Prostate cancer, which currently affects 3 million men in the United States, is no longer a death sentence if caught early. The five-year survival rate is very high (~98%) because of effective treatments like hormone therapy, chemotherapy, surgery, and radiation—and for many men with slow progressing tumors, the wait-and-watch approach offers an alternative to treatment.
However, for those patients who have more aggressive forms of prostate cancer, where the tumors spread to other organs and tissues, the five-year survival rate is much lower (~28%) and standard therapies only work temporarily until the tumors become resistant to them. Thus there is a need for finding new therapeutic targets that would lead to more effective and longer-lasting treatments.
Kinases are ABL to cause cancer
We recently wrote a blog about prostate cancer featuring the work of a pioneer in cancer research, Dr. Owen Witte from the UCLA Broad Stem Cell Research Center. Dr. Witte is well known for his work on understanding the biology of blood cancers (leukemias) and the role of cancer stem cells. One of his key discoveries was that the cancer-causing BCR-ABL gene produces an overactive protein kinase that causes chronic myelogenous leukemia (CML).
Protein kinases are enzymes that turn on important cell processes like growth, signaling, and metabolism, but they also can be involved in causing several different forms of cancer. This has made some kinases a prime target for developing cancer drugs that block their cancer-causing activity.
New targets for late-stage prostate cancer
Recently, Dr. Witte’s interests have turned to understanding and finding new treatments for aggressive prostate cancers. He has been on the hunt for new targets, and this week, Witte and his group published a CIRM-funded study in the journal PNAS showing that a specific set of kinases are involved in causing advanced stage prostate cancer that spreads to bones.
They selected a group of 125 kinases that are known to be active in aggressive forms of human cancers.
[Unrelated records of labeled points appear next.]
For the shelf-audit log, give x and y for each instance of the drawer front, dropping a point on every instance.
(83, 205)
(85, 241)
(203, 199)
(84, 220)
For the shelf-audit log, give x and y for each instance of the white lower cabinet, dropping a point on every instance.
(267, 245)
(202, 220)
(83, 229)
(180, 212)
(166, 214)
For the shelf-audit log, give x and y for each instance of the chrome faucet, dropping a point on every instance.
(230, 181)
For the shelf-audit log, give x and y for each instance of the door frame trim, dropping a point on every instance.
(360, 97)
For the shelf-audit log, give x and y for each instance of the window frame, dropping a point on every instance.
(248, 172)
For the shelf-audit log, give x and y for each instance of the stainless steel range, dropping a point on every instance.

From this pool, they found that 20 of these kinases caused metastasis, or the spreading of cancer cells from the starting tumor to different areas of the body, when activated in mouse prostate cancer cells that were injected into the tail veins of mice.
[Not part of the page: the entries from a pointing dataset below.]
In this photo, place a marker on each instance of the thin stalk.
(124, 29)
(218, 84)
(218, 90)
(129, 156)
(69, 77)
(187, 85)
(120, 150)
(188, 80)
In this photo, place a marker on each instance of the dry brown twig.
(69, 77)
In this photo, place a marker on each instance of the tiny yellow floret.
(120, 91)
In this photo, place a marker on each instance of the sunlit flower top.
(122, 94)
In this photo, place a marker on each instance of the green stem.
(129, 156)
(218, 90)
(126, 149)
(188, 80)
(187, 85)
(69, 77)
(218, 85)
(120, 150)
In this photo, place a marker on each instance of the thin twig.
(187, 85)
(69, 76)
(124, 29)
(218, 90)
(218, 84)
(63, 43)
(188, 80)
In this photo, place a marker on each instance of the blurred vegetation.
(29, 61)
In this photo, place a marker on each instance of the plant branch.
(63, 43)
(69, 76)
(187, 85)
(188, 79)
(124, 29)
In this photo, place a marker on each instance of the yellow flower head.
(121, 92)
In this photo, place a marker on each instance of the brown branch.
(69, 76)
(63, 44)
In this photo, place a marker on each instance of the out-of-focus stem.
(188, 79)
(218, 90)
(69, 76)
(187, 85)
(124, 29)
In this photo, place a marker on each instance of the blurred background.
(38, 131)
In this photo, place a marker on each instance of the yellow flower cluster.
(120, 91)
To narrow down the pool further, they activated each of the 20 kinases in human prostate cancer cells and injected these cells into the tails of mice. They found that five of the kinases caused the cancer cells to leave the tail and metastasize into the bones. When they compared the activity of these five kinases in the late-stage and early-stage prostate cancer cells as well as normal prostate cells, they only saw activity of these kinases in the late-stage cancer cells.
Microscopic view of a hip bone (left) and a magnified view of the bone showing the metastasized prostate cancer tumor (T), healthy bone marrow (M) and bone (B). Image courtesy of the UCLA Broad Stem Cell Research Center.
New treatment option?
Witte and his colleagues concluded that these five kinases can cause prostate tumor cells to spread and metastasize into bones, and that targeting kinase activity could be a new therapeutic strategy for late-stage prostate cancer patients that have exhausted normal treatment options.
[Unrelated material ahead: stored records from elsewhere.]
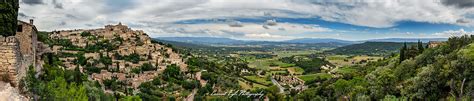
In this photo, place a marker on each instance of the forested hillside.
(443, 72)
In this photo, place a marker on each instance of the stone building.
(8, 17)
(18, 52)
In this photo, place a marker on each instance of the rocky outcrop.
(10, 59)
(8, 17)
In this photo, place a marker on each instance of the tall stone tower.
(8, 17)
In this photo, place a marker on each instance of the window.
(19, 28)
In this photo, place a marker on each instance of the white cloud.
(157, 17)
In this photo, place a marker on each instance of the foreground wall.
(10, 59)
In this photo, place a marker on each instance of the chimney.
(31, 21)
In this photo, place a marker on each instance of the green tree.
(420, 47)
(402, 52)
(8, 17)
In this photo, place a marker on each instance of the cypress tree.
(420, 47)
(402, 52)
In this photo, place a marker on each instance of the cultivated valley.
(118, 51)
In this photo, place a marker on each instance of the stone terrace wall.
(8, 17)
(10, 59)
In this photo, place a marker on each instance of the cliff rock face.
(9, 59)
(8, 17)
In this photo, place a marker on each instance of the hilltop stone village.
(19, 52)
(129, 42)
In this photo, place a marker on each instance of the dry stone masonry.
(9, 58)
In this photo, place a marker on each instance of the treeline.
(445, 72)
(310, 63)
(369, 48)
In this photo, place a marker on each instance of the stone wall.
(10, 59)
(8, 17)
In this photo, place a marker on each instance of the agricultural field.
(296, 70)
(311, 77)
(344, 60)
(267, 63)
(259, 80)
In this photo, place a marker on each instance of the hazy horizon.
(266, 20)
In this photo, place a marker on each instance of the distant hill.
(318, 40)
(424, 40)
(369, 48)
(201, 40)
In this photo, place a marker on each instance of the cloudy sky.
(261, 19)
In a UCLA press release, Claire Faltermeier, the study’s first author and a medical and doctoral student in Witte’s lab commented:
Our findings show that non-mutated protein kinases can drive prostate cancer bone metastasis. Now we can investigate if therapeutic targeting of these kinases can block or inhibit the growth of prostate cancer bone metastasis.
Dr. Witte followed up by mentioning the promise of targeting kinase activity for late-stage prostate cancer:
Cancer-causing kinase activity has been successfully targeted and inhibited before. As a result, chronic myelogenous leukemia is no longer fatal for many people. I believe we can accomplish this same result with advanced stages of prostate cancer with a fundamental understanding of the cellular nature of the disease.